Being lost is a rather shitty state. There you are, yomping about until all of a sudden everything around you is unfamiliar, and you have no bloody clue how to reverse it back into familiarity. It’s a story we all have in our memory box to sound interesting at parties. You can be lost literally and figuratively; I have made acquaintance with many a person who natters on being lost all across the world. I personally had to hold my tongue before it would wag and tell them their personality is all I need to see to conclude they’re still very evidently lost.
This is not a piece against the state of being lost. Quite the opposite. The importance of being lost comes from its nemesis – finding your way. Many people resign to the passivity of being lost. They enjoy the uncertainty and cloudiness of not knowing. It removes the responsibility and onus on them to find a way. ‘Lost’ is appealing because it is a state that happens to you. It is a state of circumstances that resigns you to a place you don’t want to be. But “to find” violently opposes being lost. It is active, for one, unlike its passive counterpart. The verb means to resign yourself, while knowing that the conditions are your responsibility only.
Nobody really enjoys finding their way for that very reason.
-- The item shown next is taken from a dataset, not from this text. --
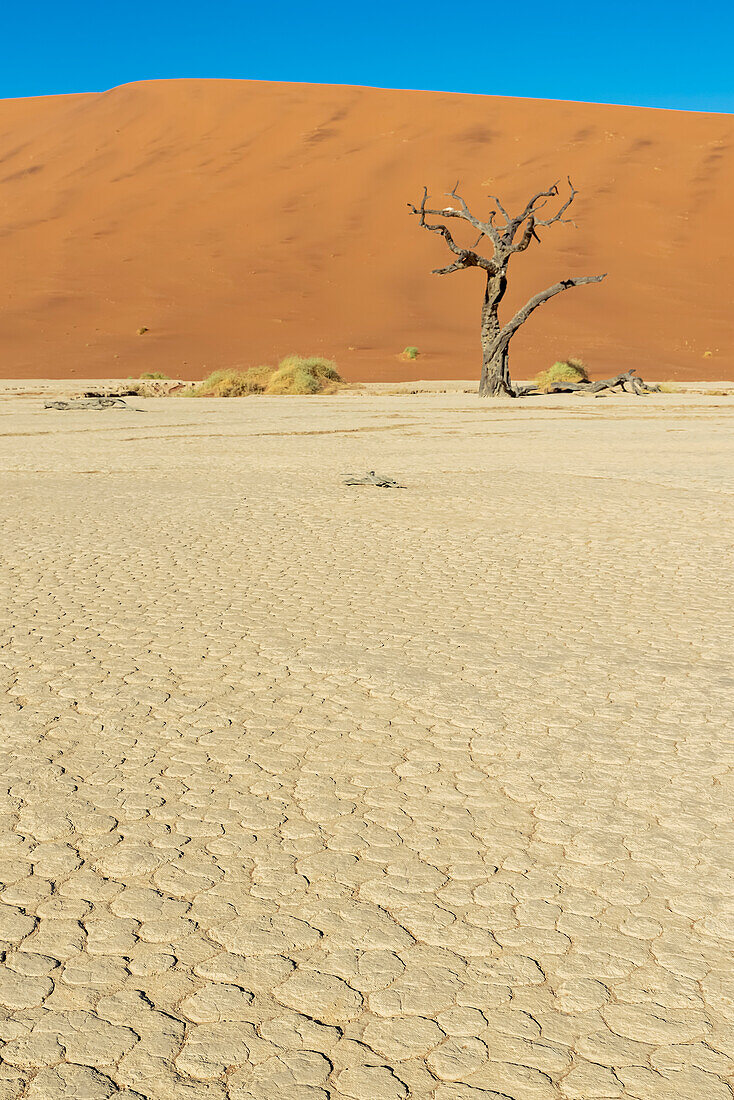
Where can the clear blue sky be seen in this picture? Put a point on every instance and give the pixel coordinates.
(653, 54)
Doing so is a difficult thing to do. It is made worse with the temptation of products that promise to find the way for you. “Lets do the work for you, it’s all too complicated anyway”. Problem solving is angled to you as a hindrance, an enemy of contentment. They can keep you content by dealing with it for you. All you have to do is whip out your earnings and stick it into the Big Bank Transfer. It all seems so simple. If, of course, it were not for the fact that you pay the price by becoming a simpleton. Somehow in this day and age, some people are trying to sell you this promise of wayfinding in the form of AI. This is a terrible turn to take. So this story is a mimetic account of these two journeys: the importance of being lost in a world of AI and the liberation of finding your way back in your own time.
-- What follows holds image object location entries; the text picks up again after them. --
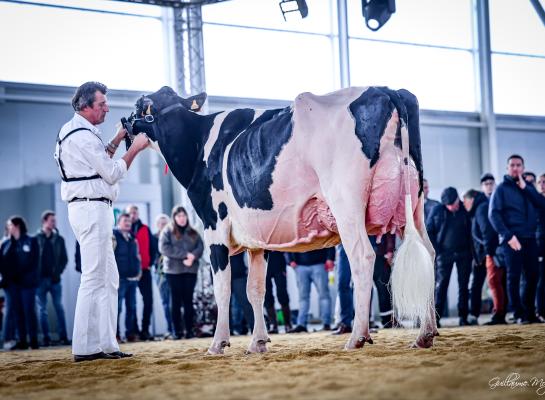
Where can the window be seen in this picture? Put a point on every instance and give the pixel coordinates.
(441, 79)
(243, 62)
(68, 47)
(518, 58)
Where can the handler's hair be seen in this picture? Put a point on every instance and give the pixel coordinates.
(85, 95)
(517, 157)
(192, 233)
(19, 222)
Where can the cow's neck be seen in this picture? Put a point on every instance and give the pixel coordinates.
(182, 141)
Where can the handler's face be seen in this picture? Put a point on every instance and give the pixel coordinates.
(99, 109)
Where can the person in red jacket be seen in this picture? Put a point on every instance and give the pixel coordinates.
(147, 250)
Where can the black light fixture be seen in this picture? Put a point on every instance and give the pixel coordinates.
(301, 7)
(377, 12)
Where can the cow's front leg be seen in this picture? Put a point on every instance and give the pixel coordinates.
(362, 259)
(222, 293)
(256, 295)
(428, 329)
This story is one a bit too compact to make all the points I want to make. Luckily, I am an ignoble and spiteful chimp on a typewriter. A weekly commitment to intellectually snarking works just fine for me and my chronically elevated cortisol levels.
Feeling lost is a terrifying experience. At the centre of it all is the uncertainty of whether you could return to a stable ‘home’ or point of safety, amplified with the fact that you are meant to recognise the very thing that you live in, both in a physical or mental sense. And yet, being lost is the catalyst for us finding and learning everything in the world around us. You cannot familiarise something without it first being unfamiliar. (Just so I can be tautological,) everything is misunderstood before you can understand it.
Finding is an active verb. Noticeably, finding your way does not mean you have found it; it is a process-focused rather than outcome focused word. It is a continuous process that describes almost perpetual stages of finding a journey back. This is part of the process of being lost; rather than find the original point, what often happens is that the points that you recognise accumulates into a pattern that ‘threads’ together all the findings into the route you originally made. This results in a journey or new route that becomes learned. Therefore, being lost and found are essentially like night and day. You cannot build a string of recognition out of things that you have always encountered before. ‘Finding’ is always secondary to discovery. The process of novelty always precedes finding.
Familiarising those spaces then creates the act of learning. The process of knowing comes with an unravelling of our situation. Namely, it unravels how we became lost and reconstructs it to become a state of being found. Now that this statement is on paper- bosh! Time to blow off the dust from Thomas Aquinas’ Summa Theologiae. Learning how we become lost, then, immortalises itself into wisdom of wayfinding. The Big man Aquinas himself states that wisdom (sapienta) is a game “for two reasons…because a game is enjoyable…a game is not ordered to something else but to itself”. It’s in fact rather wise of me to use the authority of this brainy boffin as a shield. His idea of wisdom parallels the same point I make on being lost as a process – wayfinding is a game, not an outcome. Problem solving is about the twists and turns we make on the way.
Wisdom then becomes the skeleton for why things, patterns, and habits have condensed while others have not. We find this out on our path – whether figurative or geographical – back to a place of familiarity. Aristotle says it himself that “sapenta est ordinare et non ordinari” – ‘wisdom is the habit of putting things in order’. Even when the analogy of being lost is removed, the concept of mapmaking, of ordering things that are displaced, is recognised as the process of growing a brain.
So if finding is an active verb, where it all focuses on the process, being lost is comfortable because we are obsessed with the outcome and not what we can do to contribute to our state. It is a place of learned helplessness, depending on our instinct instead of our skills. A wise person certainly cannot remain lost for that reason.